Years ago, I began working with a woman who had an important title within her organization (she was CFO), but she had been told she lacked executive presence. Once I met with her, I realized that assessment wasn’t entirely correct. It’s not that she lacked executive presence; she just didn’t know how to tap into it. In our work together, she learned how to showcase her expertise. She already possessed the knowledge and competence but didn’t always come across as confident when she engaged with others.

Gaining executive presence wasn’t about changing this very capable individual. Rather, she gave herself permission to be who she was, and to present that image with greater presence and power.

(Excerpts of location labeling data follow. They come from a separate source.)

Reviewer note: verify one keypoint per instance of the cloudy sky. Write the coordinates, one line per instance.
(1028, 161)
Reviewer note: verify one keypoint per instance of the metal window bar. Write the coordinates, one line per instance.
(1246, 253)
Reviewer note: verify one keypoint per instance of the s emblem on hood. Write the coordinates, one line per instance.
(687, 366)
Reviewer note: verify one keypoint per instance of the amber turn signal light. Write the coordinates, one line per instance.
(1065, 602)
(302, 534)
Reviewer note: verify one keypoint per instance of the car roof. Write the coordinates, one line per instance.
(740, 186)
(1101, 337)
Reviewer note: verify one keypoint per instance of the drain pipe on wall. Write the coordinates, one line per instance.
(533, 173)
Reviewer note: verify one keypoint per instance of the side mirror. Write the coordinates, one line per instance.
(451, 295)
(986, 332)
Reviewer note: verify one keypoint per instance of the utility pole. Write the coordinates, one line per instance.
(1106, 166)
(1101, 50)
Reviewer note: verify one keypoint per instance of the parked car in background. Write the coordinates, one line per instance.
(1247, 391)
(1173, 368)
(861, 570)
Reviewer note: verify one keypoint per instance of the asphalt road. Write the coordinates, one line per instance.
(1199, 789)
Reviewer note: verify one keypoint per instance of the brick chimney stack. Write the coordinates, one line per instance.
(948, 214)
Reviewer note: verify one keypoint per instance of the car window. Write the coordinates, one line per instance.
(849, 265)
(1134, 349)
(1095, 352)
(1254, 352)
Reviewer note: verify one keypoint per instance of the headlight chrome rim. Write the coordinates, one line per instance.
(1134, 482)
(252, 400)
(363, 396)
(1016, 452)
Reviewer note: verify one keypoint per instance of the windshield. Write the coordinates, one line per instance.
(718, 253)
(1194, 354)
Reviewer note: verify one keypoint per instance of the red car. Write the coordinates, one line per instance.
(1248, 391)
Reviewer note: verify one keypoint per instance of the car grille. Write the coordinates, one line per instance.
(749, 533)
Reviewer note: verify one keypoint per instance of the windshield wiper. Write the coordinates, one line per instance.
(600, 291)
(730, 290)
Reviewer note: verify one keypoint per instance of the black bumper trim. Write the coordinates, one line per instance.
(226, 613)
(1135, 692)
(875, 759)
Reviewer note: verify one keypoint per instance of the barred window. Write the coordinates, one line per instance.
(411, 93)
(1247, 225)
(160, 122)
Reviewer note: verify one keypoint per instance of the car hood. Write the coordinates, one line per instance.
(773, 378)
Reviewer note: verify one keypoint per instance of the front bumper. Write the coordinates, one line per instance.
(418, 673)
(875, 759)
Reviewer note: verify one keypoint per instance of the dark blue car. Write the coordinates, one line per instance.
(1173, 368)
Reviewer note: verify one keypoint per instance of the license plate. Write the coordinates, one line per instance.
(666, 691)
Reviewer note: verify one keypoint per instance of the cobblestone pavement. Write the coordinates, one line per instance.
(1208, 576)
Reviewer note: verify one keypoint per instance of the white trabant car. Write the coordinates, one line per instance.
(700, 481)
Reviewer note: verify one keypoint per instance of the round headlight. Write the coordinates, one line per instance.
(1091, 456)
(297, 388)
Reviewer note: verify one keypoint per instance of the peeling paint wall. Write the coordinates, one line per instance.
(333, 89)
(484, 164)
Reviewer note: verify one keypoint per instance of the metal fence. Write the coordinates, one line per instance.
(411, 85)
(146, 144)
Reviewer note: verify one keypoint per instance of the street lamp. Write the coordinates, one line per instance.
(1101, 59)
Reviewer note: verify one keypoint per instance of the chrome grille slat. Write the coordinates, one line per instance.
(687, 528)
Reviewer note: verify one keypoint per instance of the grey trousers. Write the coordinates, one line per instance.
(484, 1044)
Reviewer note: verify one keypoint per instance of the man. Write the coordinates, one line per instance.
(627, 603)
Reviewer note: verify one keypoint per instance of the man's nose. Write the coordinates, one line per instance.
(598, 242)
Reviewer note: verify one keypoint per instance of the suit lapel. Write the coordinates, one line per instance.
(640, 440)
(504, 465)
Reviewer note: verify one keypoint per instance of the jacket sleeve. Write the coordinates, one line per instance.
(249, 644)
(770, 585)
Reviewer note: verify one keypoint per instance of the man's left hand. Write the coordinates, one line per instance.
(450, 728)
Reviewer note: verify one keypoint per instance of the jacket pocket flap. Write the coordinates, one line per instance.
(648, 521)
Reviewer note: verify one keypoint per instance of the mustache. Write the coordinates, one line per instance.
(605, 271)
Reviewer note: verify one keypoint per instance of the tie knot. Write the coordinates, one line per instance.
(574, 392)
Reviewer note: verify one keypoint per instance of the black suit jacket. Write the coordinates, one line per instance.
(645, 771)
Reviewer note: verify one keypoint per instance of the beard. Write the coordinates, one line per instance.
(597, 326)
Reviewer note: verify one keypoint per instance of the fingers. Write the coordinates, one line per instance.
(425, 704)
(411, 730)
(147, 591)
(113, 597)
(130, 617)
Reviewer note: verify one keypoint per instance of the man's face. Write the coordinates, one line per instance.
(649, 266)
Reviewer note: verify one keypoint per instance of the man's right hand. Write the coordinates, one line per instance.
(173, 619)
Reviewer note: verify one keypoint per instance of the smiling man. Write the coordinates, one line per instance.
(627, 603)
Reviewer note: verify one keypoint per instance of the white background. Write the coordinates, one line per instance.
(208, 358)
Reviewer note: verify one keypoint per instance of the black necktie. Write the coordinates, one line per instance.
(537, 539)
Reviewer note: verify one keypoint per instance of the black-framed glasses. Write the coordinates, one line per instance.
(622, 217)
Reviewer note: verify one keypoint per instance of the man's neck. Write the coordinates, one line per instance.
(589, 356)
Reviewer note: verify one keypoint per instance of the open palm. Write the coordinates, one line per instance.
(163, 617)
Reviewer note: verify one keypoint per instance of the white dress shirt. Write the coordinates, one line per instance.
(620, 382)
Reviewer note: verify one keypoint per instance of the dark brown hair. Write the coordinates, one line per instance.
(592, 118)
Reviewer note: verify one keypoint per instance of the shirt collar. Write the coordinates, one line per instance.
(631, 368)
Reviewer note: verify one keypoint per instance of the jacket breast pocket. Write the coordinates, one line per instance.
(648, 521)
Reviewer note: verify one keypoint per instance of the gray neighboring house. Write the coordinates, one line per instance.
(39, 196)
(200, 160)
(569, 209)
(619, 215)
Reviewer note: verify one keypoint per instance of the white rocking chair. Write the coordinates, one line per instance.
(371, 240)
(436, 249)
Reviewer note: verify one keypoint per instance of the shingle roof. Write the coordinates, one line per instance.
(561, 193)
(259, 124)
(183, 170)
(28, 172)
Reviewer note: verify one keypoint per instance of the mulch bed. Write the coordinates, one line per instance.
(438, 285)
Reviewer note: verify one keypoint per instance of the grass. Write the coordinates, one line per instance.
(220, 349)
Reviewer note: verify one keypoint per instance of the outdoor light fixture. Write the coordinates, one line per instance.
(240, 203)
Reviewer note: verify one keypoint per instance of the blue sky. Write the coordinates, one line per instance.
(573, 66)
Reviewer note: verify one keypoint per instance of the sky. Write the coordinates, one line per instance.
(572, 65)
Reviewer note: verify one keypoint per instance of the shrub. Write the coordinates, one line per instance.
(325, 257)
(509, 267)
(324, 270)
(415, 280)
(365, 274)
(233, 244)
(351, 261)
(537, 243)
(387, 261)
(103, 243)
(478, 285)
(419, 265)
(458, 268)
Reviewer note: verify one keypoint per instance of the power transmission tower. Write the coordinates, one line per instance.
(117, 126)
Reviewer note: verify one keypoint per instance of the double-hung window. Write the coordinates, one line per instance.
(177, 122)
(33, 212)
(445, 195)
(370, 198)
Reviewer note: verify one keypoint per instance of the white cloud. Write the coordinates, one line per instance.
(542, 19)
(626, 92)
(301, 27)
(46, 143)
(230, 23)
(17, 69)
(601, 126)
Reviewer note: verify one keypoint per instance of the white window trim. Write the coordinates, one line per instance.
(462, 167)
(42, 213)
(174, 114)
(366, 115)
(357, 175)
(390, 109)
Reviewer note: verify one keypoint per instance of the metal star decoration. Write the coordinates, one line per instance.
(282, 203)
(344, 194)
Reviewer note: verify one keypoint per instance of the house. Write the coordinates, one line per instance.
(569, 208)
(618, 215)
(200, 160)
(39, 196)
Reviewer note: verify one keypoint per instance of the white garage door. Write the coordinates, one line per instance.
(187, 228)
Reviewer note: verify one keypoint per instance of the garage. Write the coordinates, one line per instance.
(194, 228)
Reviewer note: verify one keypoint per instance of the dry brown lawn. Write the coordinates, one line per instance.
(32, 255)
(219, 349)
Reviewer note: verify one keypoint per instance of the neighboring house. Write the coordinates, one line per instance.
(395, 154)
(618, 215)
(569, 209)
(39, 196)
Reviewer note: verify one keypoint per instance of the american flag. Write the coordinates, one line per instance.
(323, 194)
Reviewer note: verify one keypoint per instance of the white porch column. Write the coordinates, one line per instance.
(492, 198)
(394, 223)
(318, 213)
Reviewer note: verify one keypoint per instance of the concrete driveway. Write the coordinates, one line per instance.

When you possess executive presence, you become a role model for others. It enhances the respect people have for you and encourages them to seek you out for your expertise. It defines your reputation, which I describe as your “brand.” That brand, however, is not something you can own—it’s “bestowed” on you by how others see you.

By developing executive presence, you create stronger leadership. This is not positional, but personal—which means it has to be earned. When you earn that respect, you gain the ability to influence others, who will gladly follow your lead.